Description

Schafer outlined the approach to management of a patient with primary thrombocythemia. The author is from the University of Pennsylvania Health System in Philadelphia.


 

Patient selection: A patient with a primary (clonal) thrombocytosis and platelet count > 450,000 per µL.

 

Parameters:

(1) symptomatic status

(2) platelet count

(3) age

(4) cardiovascular risk factors

(5) history (thrombosis, bleeding)

(6) thrombosis present

(7) active ischemia (cerebrovascular, digital, other)

 

Rule

Management

symptomatic with active ischemia

immediate cytoreduction (consider plateletpheresis); antiplatelet therapy

symptomatic with history of bleeding or thrombosis, thrombosis present

cytoreduction; antiplatelet therapy

symptomatic with history of bleeding or thrombosis

cytoreduction

asymptomatic but at high risk (age > 60 years or cardiovascular risk factors)

cytoreduction; antiplatelet therapy

asymptomatic with history of bleeding or thrombosis

cytoreduction

asymptomatic with platelet count > 1.5 million per µL

cytoreduction

asymptomatic not at high risk with platelet count <= 1.5 million per µL

follow without therapy

 

where:

• The rules are not hard and fast. For example, I would imagine that cytoreduction might be done at a lower platelet count, especially if it was rising sharply.

• A symptomatic person with active (not just history of) bleeding would be treated with cytoreduction but I am not sure about the use of aspirin (see below).

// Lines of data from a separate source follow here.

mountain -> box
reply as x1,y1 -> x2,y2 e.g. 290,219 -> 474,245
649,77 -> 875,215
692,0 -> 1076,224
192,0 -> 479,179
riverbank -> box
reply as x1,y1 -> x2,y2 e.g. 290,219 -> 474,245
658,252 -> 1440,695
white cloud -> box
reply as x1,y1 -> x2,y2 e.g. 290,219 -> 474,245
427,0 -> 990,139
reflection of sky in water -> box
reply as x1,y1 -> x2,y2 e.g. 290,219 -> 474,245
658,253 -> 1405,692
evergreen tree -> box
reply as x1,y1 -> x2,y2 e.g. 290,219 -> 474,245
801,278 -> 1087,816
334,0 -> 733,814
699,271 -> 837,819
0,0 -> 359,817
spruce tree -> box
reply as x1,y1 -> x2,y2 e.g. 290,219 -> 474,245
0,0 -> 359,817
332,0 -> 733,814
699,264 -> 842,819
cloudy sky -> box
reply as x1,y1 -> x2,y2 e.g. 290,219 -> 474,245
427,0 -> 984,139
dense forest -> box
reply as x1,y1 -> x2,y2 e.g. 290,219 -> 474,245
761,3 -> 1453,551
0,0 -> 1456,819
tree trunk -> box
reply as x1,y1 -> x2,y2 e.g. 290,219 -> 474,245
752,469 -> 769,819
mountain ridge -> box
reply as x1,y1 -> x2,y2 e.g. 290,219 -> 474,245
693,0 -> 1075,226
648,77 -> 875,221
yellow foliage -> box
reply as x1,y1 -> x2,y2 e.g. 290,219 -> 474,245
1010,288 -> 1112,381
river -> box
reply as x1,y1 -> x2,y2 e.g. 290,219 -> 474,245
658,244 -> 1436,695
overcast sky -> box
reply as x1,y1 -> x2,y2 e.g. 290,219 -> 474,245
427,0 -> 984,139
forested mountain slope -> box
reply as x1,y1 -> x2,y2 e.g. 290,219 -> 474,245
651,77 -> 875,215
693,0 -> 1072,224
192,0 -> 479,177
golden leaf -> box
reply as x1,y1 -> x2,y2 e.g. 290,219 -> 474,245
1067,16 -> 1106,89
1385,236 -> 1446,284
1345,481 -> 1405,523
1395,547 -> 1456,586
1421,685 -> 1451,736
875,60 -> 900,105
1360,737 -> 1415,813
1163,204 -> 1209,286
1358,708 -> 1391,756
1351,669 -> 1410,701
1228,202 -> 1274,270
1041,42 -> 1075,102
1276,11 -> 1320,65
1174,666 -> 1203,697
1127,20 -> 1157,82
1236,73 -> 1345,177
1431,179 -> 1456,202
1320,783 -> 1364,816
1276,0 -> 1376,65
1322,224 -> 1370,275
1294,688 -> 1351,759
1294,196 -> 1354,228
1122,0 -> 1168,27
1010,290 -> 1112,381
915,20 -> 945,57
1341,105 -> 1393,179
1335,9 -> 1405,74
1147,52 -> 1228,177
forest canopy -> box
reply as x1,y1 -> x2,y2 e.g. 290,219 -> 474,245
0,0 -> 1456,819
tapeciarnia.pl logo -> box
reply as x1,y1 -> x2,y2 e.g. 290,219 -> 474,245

• Cytoreduction for asymptomatic history of bleeding or thrombosis is not shown in Figure 3, but is indicated as a risk factor in the text on page 1215.

 

Cytoreduction is usually achieved by therapy with

(1) hydroxyurea

(2) anagrelide

(3) interferon alpha (may have intolerable side effects). This is the treatment of choice for a younger woman who may become pregnant (hydroxyurea is teratogenic; anagrelide is not known to be safe)

(4) alkylating agents in an older patient who cannot tolerate other therapy (use in younger patients is avoided due to risk of acute leukemia)

 

The preferred antiplatelet therapy would be aspirin but other agents may be required if a patient cannot tolerate aspirin. Low doses of aspirin are often effective without increasing the risk of excessive bleeding.